Joshua Dijksman
“Of all the secrets that Nature has concealed by her method of deadening curiosity by leaving them exposed, in this her method has been the most successful”
Osborne Reynolds, 1899
The famous Osborne Reynolds (yes, from the Reynolds number) wrote the lines above with the slipperiness of ice in mind. Yet he might have been discussing many other things: everyday phenomena are rich in interesting and novel physics. Be it the way liquid droplets attach to a soft substrate, the way potatoes become crunchy when you fry them, or the way sand flows: all are just examples of the fascinating physics in materials of everyday life. They often feature unresolved puzzles (the slipperiness of ice still being one of them) and regularly open doors to unexplored rooms of physics. Indeed, the richness of observations is often due to the interplay of various basic physical mechanisms at “miniature” length scales, such as viscous effects, friction, surface tension, adhesion and electrostatic interactions.

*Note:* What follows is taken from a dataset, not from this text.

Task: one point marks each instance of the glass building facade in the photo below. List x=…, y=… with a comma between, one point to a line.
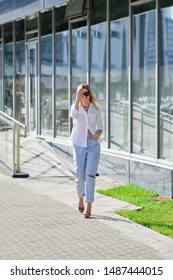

The Granular Media and Suspensions group of Joshua Dijksman digs deeper into these issues. The main focus is the mechanical behavior of sand, more technically granular media, including the flow behavior of suspensions [1, 2, 3], the role of fluctuations in flowing granular media [4] and the compressibility static packings of soft particles [5, 6]. We employ an array of experimental techniques, such as rheology, three-dimensional imaging [7], photo elasticity, 3D printing and Matlab-based image analysis, to probe the extremely diverse behavior of these fascinating material.